Randomly-set credentials not available within the instance

[ubuntu-server-builder]

This bug was originally filed in Launchpad as LP: #1921124

Launchpad details

affected_projects = []
assignee = oddbloke
assignee_name = Dan Watkins
date_closed = None
date_created = 2021-03-24T14:11:48.686652+00:00
date_fix_committed = None
date_fix_released = None
id = 1921124
importance = undecided
is_complete = False
lp_url = https://bugs.launchpad.net/cloud-init/+bug/1921124
milestone = None
owner = oddbloke
owner_name = Dan Watkins
private = False
status = in_progress
submitter = oddbloke
submitter_name = Dan Watkins
tags = []
duplicates = []

Launchpad user Dan Watkins(oddbloke) wrote on 2021-03-24T14:11:48.686652+00:00

As part of the fix for bug 1918303 in [0], we stopped emitting randomly-generated passwords to /var/log/cloud-init-output.log. This functionality is used by some cloud-init consumers, most notably subiquity.

We should reintroduce saving these passwords somewhere in the instance, securely, so that these use cases are not regressed.

[0] b794d42

[ubuntu-server-builder]

Launchpad user Dan Watkins(oddbloke) wrote on 2021-03-24T14:37:46.411133+00:00

To ensure these are secure, they should be written to an only-readable-by-root file.

In terms of path, /run/cloud-init seems like a sensible place to put these. In security terms, it's good: the passwords will only be available until the instances is first rebooted, as /run is a tmpfs. However, if folks use cc_power_state to reboot a machine, for example, they'll never be able to read the file before it's wiped out.

Writing to /var/lib/cloud/data seems possible, but that directory isn't cleaned up by cloud-init if the filesystem performs another first boot (i.e. is captured as an image and launched). This means that such an image would contain users with passwords stored in the filesystem. I don't think this is a problem for the new instance per se: you would need root permissions to read the passwords anyway, so you can't gain further access using them.
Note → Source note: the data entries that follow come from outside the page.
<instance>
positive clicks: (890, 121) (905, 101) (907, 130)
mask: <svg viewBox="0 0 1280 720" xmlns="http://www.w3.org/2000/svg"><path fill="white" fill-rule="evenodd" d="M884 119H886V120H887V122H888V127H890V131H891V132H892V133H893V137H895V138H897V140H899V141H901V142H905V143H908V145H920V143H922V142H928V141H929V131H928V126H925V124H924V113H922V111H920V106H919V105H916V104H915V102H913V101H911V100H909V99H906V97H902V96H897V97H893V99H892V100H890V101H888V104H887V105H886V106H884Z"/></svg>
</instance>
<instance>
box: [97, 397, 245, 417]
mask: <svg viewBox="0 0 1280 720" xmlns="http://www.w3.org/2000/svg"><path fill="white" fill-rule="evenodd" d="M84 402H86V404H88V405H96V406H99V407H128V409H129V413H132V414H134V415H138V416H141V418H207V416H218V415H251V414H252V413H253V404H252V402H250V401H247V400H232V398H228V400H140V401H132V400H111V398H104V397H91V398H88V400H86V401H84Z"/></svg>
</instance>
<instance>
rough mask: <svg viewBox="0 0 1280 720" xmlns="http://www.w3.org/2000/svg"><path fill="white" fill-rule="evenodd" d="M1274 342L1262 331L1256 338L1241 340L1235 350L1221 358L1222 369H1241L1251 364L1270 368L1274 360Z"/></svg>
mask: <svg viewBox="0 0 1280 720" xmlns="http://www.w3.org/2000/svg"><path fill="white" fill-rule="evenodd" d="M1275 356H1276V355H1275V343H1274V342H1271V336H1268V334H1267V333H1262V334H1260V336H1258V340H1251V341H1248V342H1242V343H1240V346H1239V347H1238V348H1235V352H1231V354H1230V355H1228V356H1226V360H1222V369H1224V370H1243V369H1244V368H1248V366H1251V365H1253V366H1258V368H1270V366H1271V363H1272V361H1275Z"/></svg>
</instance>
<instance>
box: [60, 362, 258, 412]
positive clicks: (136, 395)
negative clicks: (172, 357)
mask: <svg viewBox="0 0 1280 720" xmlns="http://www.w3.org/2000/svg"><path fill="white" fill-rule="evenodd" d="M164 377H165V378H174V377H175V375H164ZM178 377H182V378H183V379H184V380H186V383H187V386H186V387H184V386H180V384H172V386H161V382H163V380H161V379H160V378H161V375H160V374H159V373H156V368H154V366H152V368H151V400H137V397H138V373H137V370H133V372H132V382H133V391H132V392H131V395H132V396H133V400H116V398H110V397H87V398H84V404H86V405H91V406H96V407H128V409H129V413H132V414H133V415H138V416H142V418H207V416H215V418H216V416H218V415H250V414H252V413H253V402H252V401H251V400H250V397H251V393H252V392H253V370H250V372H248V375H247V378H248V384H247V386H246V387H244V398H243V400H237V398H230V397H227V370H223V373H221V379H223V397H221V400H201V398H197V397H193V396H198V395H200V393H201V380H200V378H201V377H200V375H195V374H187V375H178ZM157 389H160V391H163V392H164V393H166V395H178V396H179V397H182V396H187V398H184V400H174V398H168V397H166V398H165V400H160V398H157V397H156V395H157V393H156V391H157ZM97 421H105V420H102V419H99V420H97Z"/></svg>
However, I think it presents a problem for other instances launched from such an image: anyone with root on one such instance therefore has passwords that could grant them access to other instances. (Such access could be privileged if root has a random password generated by cloud-init, or any of the other users have sudo permissions.)

/var/lib/cloud/instance/ has the same problem: the passwords would be available somewhere in /var/lib/cloud/instances// on all such subsequent launches.

Given all this, I'm leaning towards using a path in /run. Randomly-generated passwords will therefore be readable for the duration of an instance's first boot, and will disappear when that instance is next shut down. This means they will not leak into subsequent boots, or into images captured from such instances.

Any users for whom this causes a problem can work around it in their cloud-config (e.g. by doing a cp in a runcmd). This gives us secure default behaviour, and means that users have to explicitly opt for less secure behaviour.